One of the hardest things for people, especially Americans, to achieve is true happiness (especially if you listen to marketing and advertisers.) Just browsing the self help section of a bookstore will reveal how much money those seeking the elusive state are willing to spend in order to find it themselves. In The Happiness Project, Rubin's journey appeals to a specific set of these individuals - those who have their basic needs satisfied and are fairly successful and stable, yet feel as if something is missing, and want to do what is necessary to achieve that higher level of inner contentment.
In this self-proclaimed entry into the "stunt genre" (where the author does something for a year and then writes a book about it), Rubin recounts her epiphany on a bus one morning...the moment she realises she's not as happy and satisfied as she wants to be in her life. Unlike many other books that have a focus on completely altering your life, The Happiness Project relies on keeping a normal routine. She wanted to "change [her] life without changing [her] life, by finding more happiness in [her] own kitchen." Rubin doesn't go through some life-altering, drastic changes (a la Eat, Pray, Love) in order to achieve her desired end, and I felt much more able to relate to that. We can't all just drop everything in our lives to go around the world to find ourselves.
The level of organization for her project is intense. While continually researching the current field of happiness study, she goes about creating a resolutions board, writing down things she wants to accomplish and marking them off as the months tick by. This very structured methodology of completing her project definitely appealed to the organizer in me. She assigns her resolutions to different months of the year, methodically working on one element at a time. Most of her sections have universal application, but there are a few that could easily be skipped. I don't have children, so the month of April, with it's focus on parenthood, doesn't really hold much value for me.

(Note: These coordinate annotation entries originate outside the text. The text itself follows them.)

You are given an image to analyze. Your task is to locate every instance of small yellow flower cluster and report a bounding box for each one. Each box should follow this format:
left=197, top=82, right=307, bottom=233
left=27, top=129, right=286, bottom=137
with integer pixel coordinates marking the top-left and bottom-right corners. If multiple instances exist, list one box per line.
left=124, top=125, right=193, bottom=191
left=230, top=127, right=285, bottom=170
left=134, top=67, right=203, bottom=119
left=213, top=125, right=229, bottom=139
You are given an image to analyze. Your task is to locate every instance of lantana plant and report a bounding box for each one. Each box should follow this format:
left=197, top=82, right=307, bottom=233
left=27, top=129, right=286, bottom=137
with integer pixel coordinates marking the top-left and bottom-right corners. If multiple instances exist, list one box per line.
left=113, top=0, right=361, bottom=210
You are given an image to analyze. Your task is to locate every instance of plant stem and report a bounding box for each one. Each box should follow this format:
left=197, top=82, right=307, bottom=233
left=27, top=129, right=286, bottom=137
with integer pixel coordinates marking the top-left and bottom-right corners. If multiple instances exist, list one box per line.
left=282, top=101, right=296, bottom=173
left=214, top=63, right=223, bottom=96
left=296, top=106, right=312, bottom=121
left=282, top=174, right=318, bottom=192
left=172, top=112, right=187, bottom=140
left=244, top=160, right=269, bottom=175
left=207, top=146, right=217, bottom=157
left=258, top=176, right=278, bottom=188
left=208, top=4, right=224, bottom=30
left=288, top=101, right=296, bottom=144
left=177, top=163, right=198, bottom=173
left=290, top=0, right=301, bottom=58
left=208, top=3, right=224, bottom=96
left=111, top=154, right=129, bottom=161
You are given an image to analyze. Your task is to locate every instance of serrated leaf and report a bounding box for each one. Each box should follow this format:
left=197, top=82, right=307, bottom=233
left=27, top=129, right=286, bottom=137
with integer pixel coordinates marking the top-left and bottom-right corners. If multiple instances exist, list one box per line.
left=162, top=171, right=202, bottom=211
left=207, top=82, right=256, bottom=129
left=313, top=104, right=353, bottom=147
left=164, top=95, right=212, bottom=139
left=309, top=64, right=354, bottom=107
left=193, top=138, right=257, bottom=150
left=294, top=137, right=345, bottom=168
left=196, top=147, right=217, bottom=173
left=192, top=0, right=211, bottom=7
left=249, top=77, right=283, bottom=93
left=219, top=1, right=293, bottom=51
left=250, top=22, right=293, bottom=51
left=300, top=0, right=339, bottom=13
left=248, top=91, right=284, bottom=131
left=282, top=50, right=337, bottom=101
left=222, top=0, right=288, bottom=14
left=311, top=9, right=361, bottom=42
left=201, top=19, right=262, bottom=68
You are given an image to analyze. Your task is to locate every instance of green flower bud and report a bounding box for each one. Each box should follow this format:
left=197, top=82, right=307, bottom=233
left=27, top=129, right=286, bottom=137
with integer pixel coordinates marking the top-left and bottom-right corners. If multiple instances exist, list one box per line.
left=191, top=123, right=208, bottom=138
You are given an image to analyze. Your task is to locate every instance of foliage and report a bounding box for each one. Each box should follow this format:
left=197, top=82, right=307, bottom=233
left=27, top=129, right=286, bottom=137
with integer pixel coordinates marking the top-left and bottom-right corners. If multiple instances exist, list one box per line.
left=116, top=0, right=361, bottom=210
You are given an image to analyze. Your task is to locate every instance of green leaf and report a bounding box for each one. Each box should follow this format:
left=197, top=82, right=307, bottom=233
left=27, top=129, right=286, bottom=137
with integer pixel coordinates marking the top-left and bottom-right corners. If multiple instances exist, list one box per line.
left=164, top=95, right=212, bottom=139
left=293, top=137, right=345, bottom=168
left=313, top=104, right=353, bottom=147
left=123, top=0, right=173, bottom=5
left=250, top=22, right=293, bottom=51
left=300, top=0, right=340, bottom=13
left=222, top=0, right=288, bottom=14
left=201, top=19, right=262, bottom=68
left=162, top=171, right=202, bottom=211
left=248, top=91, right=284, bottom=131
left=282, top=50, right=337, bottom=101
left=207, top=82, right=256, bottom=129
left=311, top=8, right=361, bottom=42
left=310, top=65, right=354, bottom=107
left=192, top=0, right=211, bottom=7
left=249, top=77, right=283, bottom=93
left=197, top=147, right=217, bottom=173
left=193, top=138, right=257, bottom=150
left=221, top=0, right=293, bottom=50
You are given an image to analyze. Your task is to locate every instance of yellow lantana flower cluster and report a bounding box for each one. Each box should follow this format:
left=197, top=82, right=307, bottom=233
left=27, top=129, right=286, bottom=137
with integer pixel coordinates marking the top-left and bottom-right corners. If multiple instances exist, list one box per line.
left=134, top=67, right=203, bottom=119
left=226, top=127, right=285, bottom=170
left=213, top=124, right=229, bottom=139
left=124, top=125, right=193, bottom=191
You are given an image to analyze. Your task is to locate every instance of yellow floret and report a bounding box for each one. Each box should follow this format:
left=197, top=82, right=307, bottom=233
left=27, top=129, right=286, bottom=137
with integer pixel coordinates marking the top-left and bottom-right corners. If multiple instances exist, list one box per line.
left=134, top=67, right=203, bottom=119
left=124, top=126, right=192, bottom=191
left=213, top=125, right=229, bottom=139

While parts of the book did feel a little self-indulgent, I did admire her honesty regarding her circumstances. She openly admits that her life has been pretty easy overall, with a husband, two young children, a great education, a nice house in a good neighborhood, and that she isn't the victim of a terrible, life-altering tragedy. For me, this admission was essential to keeping the book readable. Being upfront and putting all her cards on the table helped me believe that she wasn't trying to garner sympathy. I hate when authors try to trick me into feeling sorry for them.
Throughout the book, Rubin keeps reiterating that every person's happiness project will be different, and I appreciated the fact that she didn't market her "Twelve Commandments" or her "Secrets to Adulthood" as the solution to a person's problems. She lives by a mantra of "Be Gretchen" in an effort to remind herself that there is no need to emulate other people in order to be happy. During September, she talks about how to embrace your passions and stop feeling guilty for not enjoying what others find interesting or important. I felt particularly drawn to the paragraph about books where she poses the question "Why do I feel guilty for lying around, 'just reading?'" While I've always been amazed at people who try to belittle others who "just read," I must admit that I am guilty of doing that to myself sometimes, thinking that there are more important tasks I need to be accomplishing. One of her twelve commandments really resonated with me:
You can choose what you do; you can't choose what you like to do.Her overall point, though, seems to be that you aren't going to like what others do and that's okay.
Even if I didn't agree with some of her actions or conclusions, The Happiness Project did get me thinking about my own life and about little things I could work on myself. Rubin definitely gets points for perseverance, since many of her task attempts ended in failure. Overall, this book was a decent read. Rubin's writing wasn't particularly magical, and at times I felt myself growing tired of the semi-autobiographical style in which she composed many of the chapters. While this book didn't change my life, I can say, however, that I closed the final page with a new outlook on happiness. It's very easy to be depressed and negative, but one must work to be happy.